The Start-menu is the round Windows icon at the lower-left of the screenshot above.

Clicking on the “kX Mixer” entry will activate a window that looks something like this:

In the screenshot above, I have cleared the check-mark from the “Toggle 'Swap Front and Rear' mode” tool (above the left end of the tool-tip). It is selected by default, and there are performance reasons for having it selected. But you can clear it if you need.

If you accept the default (where it is selected, having the check-mark), you will have to plug your stereo speakers plug into the black plug of the sound-card (rather then the usual green plug).

If you hover the mouse cursor over the various tool icons, a tool-tip will appear, explaining what the icon stands for.

The main thing we need to set up, is to specify the soundfont we wish to use.

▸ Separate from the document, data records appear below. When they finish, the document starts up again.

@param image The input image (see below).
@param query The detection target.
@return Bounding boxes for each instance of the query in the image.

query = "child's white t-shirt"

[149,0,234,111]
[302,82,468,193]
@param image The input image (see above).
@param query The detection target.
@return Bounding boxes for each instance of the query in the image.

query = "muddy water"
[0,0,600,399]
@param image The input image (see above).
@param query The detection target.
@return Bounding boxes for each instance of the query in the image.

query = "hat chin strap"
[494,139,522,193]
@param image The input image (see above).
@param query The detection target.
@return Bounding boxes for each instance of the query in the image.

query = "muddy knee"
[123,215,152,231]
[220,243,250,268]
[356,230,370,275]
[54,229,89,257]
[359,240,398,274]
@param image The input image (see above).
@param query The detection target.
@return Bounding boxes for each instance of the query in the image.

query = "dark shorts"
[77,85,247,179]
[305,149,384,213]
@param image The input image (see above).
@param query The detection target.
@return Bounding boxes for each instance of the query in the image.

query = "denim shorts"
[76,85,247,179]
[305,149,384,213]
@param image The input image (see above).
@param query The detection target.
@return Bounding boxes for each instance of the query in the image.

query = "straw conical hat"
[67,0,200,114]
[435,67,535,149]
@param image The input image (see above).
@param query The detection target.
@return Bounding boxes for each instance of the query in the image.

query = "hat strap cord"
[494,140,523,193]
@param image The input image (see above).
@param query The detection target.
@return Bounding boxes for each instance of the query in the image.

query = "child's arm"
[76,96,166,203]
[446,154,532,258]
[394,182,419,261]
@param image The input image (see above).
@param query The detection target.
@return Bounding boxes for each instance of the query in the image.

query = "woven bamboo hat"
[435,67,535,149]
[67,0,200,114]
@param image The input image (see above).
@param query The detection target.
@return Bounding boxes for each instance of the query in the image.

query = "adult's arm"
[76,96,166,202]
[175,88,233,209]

To do that, left single-click on the box near the lower-left that has just a single f” in it, above the “SoundFont” tool-tip in the screenshot below. On doing this, the window will change, allowing the selection of a soundfont.

Hover the mouse pointer over the “+” sign (as in the screenshot below), and a tool-tip will appear, indicating it is used to load a soundfont. Single left-click the “+” icon, and browse to the folder where the soundfont file you want to use is stored, and select the soundfont file you want to use. Information on that soundfont will appear in the two text-panes (similar to below), and the 'thermometer' bar below them will show how much of the available space for the sound-card is used as a result of loading it.

Soundfonts specified in this manner are loaded when Windows is rebooted, and remain in-effect while Windows is running. All of the hardware synthesizers on the sound-card use the currently-specified soundfont. Any application using the hardware-synthesizers also use the currently-specified soundfont.

After doing this, click on the speaker-shaped icon at the upper-left. You should see a pair of slider controls near the upper-left. You use these to adjust the volume of this particular sound-card. You may (later) have to run the kX Mixer again, to adjust the volume this way. It's probably set at maximum volume initially.

Now, click on the “Close” button of the window, as shown in the screenshot below, just above the “Close” tool-tip near the upper-right of the window:

Your sound-card (with the necessary drivers) is now ready for use.

You can select it as the default Windows sound-card, by clicking on the Start-menu, then clicking on “Control Panel”.

In the window that appears, double-click on the “Sound” entry, which will cause a new window to appear, similar to the one in the screenshot below:

In this screenshot, I have selected the “Master Mixer kX 10k1” entry (highlighted) as the default playback device. Although you can do this, you don't have to make it your default sound-card device, in order to use it.

To use the kX Project hardware synthesizers, select one of them in the “MIDI Output To” drop box of the “F1 Help/Setup” pane of the KeyMusician Keyboard, similar to what is shown in the screenshot below:

There are 4 entries for a kX Project hardware-synthesizer sound-card. There are two “kX Synth” ports, each accessing a different hardware-synthesizer (each having 16 MIDI ports). There is also a “kX UART” entry, which specifies the sound-card's external MIDI interface, and also a “kX Control” entry.

You can also specify these devices in the “Playback Device” drop-box of the Integrated MIDI Player/Recorder.

On Windows, the F1 Help/Setup pane's “Load Soundfont” button can't be used to load a soundfont into a hardware-synthesizer sound-card. You have to load them using the kX Project software, as described earlier.